Un regard éclairé vers l’avenir et des promesses qui ne cessent de se raffermir. Des projets, une originalité, des engagements… Une harmonie qui se veut imitative en rapport avec l’aphorisme de connaître d’où l’on vient pour savoir où l’on va. Un précepte annonçant non seulement un principe d’une conduite mais aussi une philosophie de toute une attitude à entreprendre afin de perpétuer les coutumes et les traditions kabyles au sein de la conscience collective de la société.

Si Tilyuna Su écrit en tamazight, ce n’est nullement pour chercher à se faire valoir, plutôt sommée de transmettre l’essence de ses richesses avec bon sens tout en sachant donner du relief à tout ce qui se projette au-delà des brouillards épais et des visions bornées, les ténèbres en soi refoulées et les mauvaises passions chassées.

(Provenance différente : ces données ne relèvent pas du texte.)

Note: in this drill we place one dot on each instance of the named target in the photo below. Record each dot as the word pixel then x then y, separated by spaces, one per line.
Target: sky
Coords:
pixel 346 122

Destiné aux consciences férues de justice, « Timegraḍ yessawalen » – qu’on peut traduire par « Les résonances sanguinaires » – est le titre du roman de Tilyuna Su sorti récemment aux éditions Tira. Volontairement choisi comme tel pour sa connotation poétique et littéraire bien qu’il véhicule un double sens à la fois sibyllin et catégorique, l’auteure retrace la vie de quelques individus à qui on a ôté la vie par un ordre établi se nourrissant de sang des vivants, ce désordre penché plutôt sur l’immoralité que sur l’amoralité, sur l’adversité que sur la félicité. Imaginant un monde meilleur que celui exploré par sa plume en étant du côté des classes dominées, cette société des prolétaires et des aborigènes vivant à la sueur de leur front cherchant à s’affranchir de la sujétion, la violence brute comme devise, Souad Chibout, avec élégance, cherche à instaurer face à des pratiques inégalitaires et à travers un verbe truculent une justice sociale couleur d’une résilience vis-à-vis du relâchement des politiques, des iniquités en tous genres, des changements structurels à la société, du respect pour toutes les femmes et des injustices et aspérités auxquelles elles se heurtent. Tout s’interprète, tout se dessine et tout se traduit à qui sait lire entre les lignes ce magnifique roman écrit avec sa langue et la couleur de son sang dénonçant farouchement l’excès des arbitraires et les pauvretés sociales et morales associées.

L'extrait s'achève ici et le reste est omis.